Mills Tshibangu, journaliste d’investigation connu pour ses révélations percutantes, a organisé un point de presse ce mardi dans l’une de ses résidences à Kinshasa. Face à une assemblée de journalistes, il s’est exprimé sur les répercussions de son enquête controversée sur l’Inspecteur Général des Finances (IGF), Jules Alingete.

Lors de ce face-à-face, Mills Tshibangu a dénoncé les menaces qu’il a reçues suite à la publication de son documentaire sur l’IGF. Il a révélé avoir été brusquement convoqué par la Brigade Judiciaire de Kinshasa/Gombe, une initiative que plusieurs observateurs interprètent comme une tentative d’intimidation en réaction à ses révélations troublantes sur Jules Alingete. Selon Tshibangu, ses collègues journalistes, ne partageant pas tous son point de vue, avertissent d’une possible conspiration visant à discréditer les réalisations de l’IGF.

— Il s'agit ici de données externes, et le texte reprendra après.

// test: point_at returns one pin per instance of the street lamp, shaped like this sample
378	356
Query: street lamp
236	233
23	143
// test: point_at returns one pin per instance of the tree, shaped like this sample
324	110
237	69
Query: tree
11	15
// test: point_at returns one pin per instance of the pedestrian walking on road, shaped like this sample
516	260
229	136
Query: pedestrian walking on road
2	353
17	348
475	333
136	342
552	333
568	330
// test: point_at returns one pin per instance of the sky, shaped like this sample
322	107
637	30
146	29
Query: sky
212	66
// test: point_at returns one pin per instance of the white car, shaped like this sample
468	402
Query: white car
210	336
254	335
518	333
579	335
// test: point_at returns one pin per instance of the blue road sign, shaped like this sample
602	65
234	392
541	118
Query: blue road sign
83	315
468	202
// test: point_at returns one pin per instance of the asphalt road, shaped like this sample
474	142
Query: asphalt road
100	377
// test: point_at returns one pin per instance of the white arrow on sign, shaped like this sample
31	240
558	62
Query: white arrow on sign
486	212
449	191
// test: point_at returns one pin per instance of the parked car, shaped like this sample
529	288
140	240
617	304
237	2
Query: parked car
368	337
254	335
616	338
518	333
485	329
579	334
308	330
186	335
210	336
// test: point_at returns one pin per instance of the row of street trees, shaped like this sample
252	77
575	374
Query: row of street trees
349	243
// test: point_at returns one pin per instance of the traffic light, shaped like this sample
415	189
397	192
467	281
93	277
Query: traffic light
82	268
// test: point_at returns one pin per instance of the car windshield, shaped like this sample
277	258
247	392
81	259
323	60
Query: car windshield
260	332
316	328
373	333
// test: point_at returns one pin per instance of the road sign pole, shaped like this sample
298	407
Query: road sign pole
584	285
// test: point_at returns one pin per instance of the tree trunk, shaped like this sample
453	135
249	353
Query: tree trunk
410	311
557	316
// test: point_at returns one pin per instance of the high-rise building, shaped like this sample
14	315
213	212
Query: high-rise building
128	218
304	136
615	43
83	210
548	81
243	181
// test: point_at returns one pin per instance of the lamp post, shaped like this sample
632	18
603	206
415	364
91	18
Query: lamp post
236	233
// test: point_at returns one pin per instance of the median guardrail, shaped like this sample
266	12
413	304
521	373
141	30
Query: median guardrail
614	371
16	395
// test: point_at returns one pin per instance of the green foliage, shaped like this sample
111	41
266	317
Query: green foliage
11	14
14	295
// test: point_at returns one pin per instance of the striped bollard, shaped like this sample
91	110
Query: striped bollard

Sans mâcher ses mots, Tshibangu a critiqué Jules Alingete, allant jusqu’à prédire sa chute imminente. Il a mentionné qu’il avait annulé un voyage prévu en province pour éviter une humiliation publique similaire à celle subie par l’ancien ministre des Finances, Nicolas Kazadi. Il aurait préféré annuler son déplacement pour éviter une arrestation embarrassante à l’aéroport, tout en exhibant son billet d’avion.

Le journaliste, réputé pour ses enquêtes audacieuses, a affirmé qu’il est prêt à mettre sa main à couper s’il venait à perdre son procès face au camp Alingete. Durant son discours, il a fréquemment invoqué le nom de « Jésus-Christ », manifestant ainsi sa détermination et sa foi.

Tshibangu a également rappelé les moments difficiles qu’il a traversés sous le régime de Joseph Kabila, période durant laquelle il a été confronté à de nombreuses menaces en raison de ses enquêtes. Sa famille s’inquiétait constamment pour sa sécurité après chaque révélation, illustrant la persistance de sa détermination face à l’adversité.

Se décrivant comme la cible de ses confrères journalistes, Tshibangu a accusé certains d’entre eux de travailler sous les ordres de l’IGF pour étouffer ses révélations. Cette animosité, dit-il, est née de la diffusion de son documentaire, lequel a été récemment supprimé de ses plateformes numériques.

Interrogé sur les raisons de cette suppression, Tshibangu a expliqué qu’il s’agissait de protéger ses collaborateurs et lui-même contre les menaces incessantes.